Myofascial pain syndrome, a common muscle pathology, involves pain in the muscles. Muscle fibres are innervated by the somatic nervous system, which releases acetylcholine, a neurotransmitter that interacts with nicotinic receptors, causing muscle contraction. Prolonged, awkward positions, trauma, inflammation, or overexertion can increase acetylcholine release, leading to strong muscle contractions and the formation of knots or nodules in the muscle.
Trigger Points and Ischemia [12:01]
These nodules, known as trigger points, are not scar tissue or tumours but chronic contractions of muscle fibres. They compress capillaries, reducing blood flow and causing ischemia (lack of blood supply). Ischemia leads to damage and the release of inflammatory mediators, such as prostaglandins and bradykinin, causing pain. Local anaesthetics can temporarily relieve the pain, but treatment requires breaking down the nodule to restore blood flow.
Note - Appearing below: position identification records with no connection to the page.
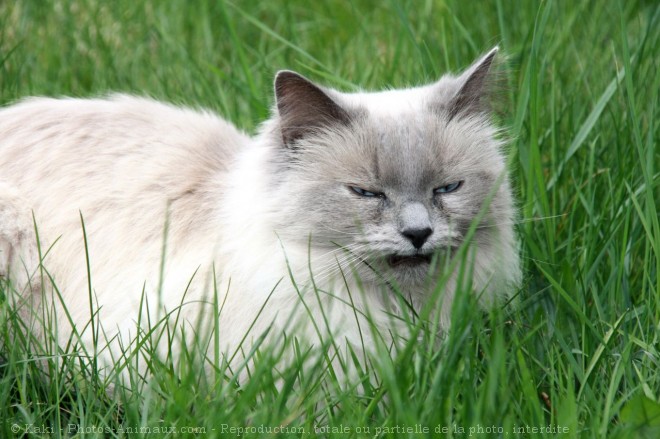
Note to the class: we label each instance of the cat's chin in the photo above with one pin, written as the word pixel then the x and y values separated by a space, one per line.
pixel 409 261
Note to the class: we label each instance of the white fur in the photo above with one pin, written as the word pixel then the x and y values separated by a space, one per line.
pixel 138 171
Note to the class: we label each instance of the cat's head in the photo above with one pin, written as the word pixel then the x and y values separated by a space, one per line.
pixel 388 179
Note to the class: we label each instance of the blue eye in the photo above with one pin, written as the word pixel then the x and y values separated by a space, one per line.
pixel 366 193
pixel 448 188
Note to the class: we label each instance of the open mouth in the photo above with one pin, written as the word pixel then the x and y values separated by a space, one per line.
pixel 409 261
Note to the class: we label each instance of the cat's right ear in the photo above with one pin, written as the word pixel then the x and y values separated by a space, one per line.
pixel 304 107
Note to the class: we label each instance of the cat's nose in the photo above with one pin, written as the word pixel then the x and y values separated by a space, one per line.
pixel 417 236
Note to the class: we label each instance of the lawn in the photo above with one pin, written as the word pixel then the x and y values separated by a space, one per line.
pixel 575 354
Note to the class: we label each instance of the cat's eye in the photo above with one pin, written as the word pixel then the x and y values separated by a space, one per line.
pixel 451 187
pixel 366 193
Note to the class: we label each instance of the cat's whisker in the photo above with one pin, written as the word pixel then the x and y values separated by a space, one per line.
pixel 523 221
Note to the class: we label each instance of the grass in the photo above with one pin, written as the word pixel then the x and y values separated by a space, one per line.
pixel 579 351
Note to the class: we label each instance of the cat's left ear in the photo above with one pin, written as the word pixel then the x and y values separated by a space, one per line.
pixel 304 107
pixel 474 87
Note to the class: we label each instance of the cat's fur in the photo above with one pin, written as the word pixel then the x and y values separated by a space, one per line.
pixel 175 200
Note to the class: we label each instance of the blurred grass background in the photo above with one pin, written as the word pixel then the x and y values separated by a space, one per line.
pixel 581 107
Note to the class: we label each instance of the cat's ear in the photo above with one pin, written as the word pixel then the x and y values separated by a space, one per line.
pixel 304 107
pixel 474 87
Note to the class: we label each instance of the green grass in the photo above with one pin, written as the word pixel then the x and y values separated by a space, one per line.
pixel 580 350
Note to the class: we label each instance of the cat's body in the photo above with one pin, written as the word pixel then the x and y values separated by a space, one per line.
pixel 176 201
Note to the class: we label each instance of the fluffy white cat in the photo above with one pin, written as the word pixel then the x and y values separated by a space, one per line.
pixel 343 208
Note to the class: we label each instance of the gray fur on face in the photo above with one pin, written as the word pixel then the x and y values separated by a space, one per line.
pixel 402 158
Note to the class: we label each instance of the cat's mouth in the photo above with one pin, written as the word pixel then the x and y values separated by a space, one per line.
pixel 408 260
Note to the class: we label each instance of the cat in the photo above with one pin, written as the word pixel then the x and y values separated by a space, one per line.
pixel 338 216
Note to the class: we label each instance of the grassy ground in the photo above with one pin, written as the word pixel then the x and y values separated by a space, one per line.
pixel 578 357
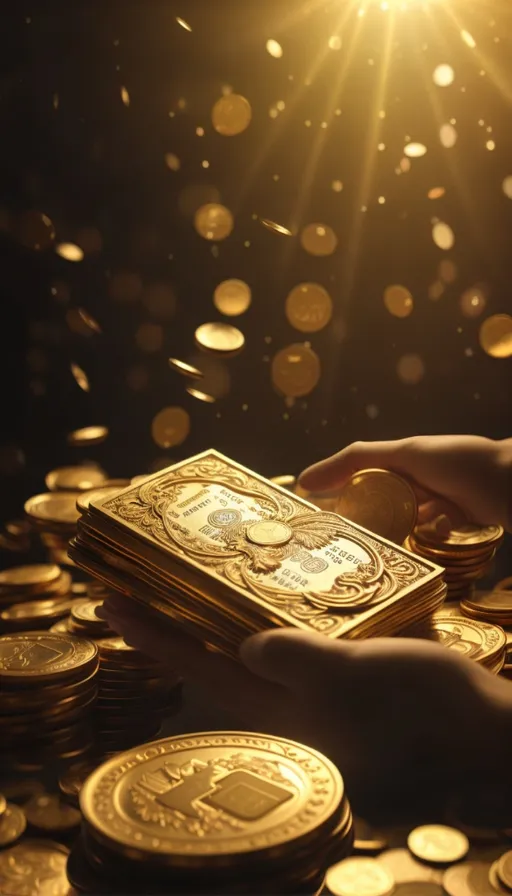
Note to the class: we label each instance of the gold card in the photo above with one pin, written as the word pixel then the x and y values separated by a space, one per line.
pixel 308 567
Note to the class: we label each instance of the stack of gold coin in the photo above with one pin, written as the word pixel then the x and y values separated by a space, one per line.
pixel 33 596
pixel 48 689
pixel 482 642
pixel 465 553
pixel 221 812
pixel 53 515
pixel 135 695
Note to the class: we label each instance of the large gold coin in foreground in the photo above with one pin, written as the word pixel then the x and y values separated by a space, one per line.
pixel 380 501
pixel 438 843
pixel 197 799
pixel 34 868
pixel 43 655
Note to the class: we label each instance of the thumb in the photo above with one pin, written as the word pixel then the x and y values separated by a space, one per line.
pixel 293 658
pixel 336 470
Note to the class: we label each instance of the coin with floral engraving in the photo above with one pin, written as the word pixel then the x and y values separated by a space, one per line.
pixel 34 868
pixel 44 655
pixel 196 799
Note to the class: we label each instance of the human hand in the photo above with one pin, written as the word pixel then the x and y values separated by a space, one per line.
pixel 377 707
pixel 456 478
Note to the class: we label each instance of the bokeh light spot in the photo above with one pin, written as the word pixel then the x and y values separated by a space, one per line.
pixel 170 427
pixel 410 369
pixel 274 48
pixel 231 115
pixel 398 300
pixel 213 221
pixel 318 239
pixel 443 235
pixel 443 75
pixel 232 297
pixel 495 336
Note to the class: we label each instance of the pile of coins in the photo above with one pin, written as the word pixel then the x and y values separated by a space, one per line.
pixel 53 515
pixel 33 596
pixel 48 689
pixel 224 812
pixel 135 695
pixel 432 865
pixel 480 641
pixel 465 553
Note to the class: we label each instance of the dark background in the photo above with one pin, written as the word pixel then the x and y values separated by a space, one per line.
pixel 70 148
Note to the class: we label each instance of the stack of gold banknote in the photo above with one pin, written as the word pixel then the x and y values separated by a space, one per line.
pixel 135 695
pixel 48 689
pixel 465 553
pixel 220 812
pixel 224 553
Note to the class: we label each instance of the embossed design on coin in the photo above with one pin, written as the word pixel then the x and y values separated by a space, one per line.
pixel 224 517
pixel 359 876
pixel 208 795
pixel 269 532
pixel 438 843
pixel 34 868
pixel 41 654
pixel 380 501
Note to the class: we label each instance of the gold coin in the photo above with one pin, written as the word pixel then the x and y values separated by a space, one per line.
pixel 219 337
pixel 88 435
pixel 74 478
pixel 477 640
pixel 269 532
pixel 505 869
pixel 20 577
pixel 85 611
pixel 170 427
pixel 467 535
pixel 231 114
pixel 308 307
pixel 34 868
pixel 359 876
pixel 48 812
pixel 12 825
pixel 200 798
pixel 296 370
pixel 44 655
pixel 232 297
pixel 213 221
pixel 381 502
pixel 185 369
pixel 468 879
pixel 96 494
pixel 53 507
pixel 438 843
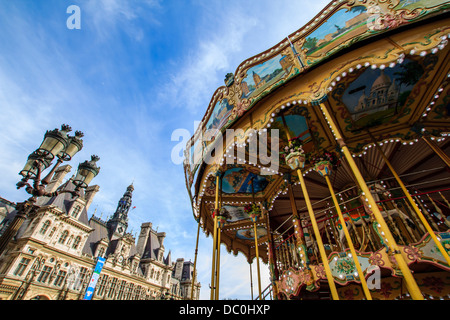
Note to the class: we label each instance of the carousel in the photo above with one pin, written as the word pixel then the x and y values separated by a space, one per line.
pixel 327 157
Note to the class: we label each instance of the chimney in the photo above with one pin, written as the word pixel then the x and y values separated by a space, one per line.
pixel 143 238
pixel 57 178
pixel 89 194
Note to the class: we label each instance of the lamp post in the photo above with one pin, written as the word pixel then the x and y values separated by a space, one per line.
pixel 56 144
ATP and Muscle Relaxation [13:49]
Ischemia reduces ATP production, which is necessary for muscle relaxation. Breaking down the nodule increases blood flow, providing nutrients and ATP. This ATP is used to reduce calcium levels, allowing the muscle to relax. Trigger points are not scar tissue or tumours but nodules formed due to prolonged muscle contraction.
Muscle Biomechanics: Lever Systems [15:14]
Muscles operate on the principle of levers, involving a fulcrum (point A), a point of force application (point B), and a point of resistance (point V). There are three types of levers. First-class levers (levers of equilibrium) have the fulcrum between the force and resistance, such as the atlanto-occipital joint, which balances and stabilises the head. Second-class levers (levers of force) have the resistance between the fulcrum and force, such as the metatarsophalangeal joint, providing a mechanical advantage for lifting heavy loads with less energy. Third-class levers (levers of speed) have the force between the fulcrum and resistance, such as the elbow joint, providing speed and range of motion but requiring more muscle force.
Lever Types and Muscle Function [17:29]
The video explains the mechanical advantages of each lever system. Second-class levers allow muscles to lift heavy objects with less energy, while third-class levers provide speed and amplitude of movement but require more muscle force. Most muscles in the limbs operate as third-class levers. The video uses the example of a sledgehammer to illustrate how the position of the hand (force) relative to the hammerhead (resistance) affects the energy required to lift and swing the tool.
Accessory Muscle Structures: Tendons and Fascia [20:26]
Accessory structures, such as tendons, fascia, synovial sheaths, sesamoid bones, synovial bursae, aponeuroses, muscle retainers, and muscle blocks, support muscle function. These structures do not contract but help muscles perform movements efficiently, reduce friction, and protect against injury. Tendons, dense cords of collagen fibres, connect muscles to bones and are a continuation of the epimysium, perimysium, and endomysium.
Tendons, Fascia and Their Functions [21:58]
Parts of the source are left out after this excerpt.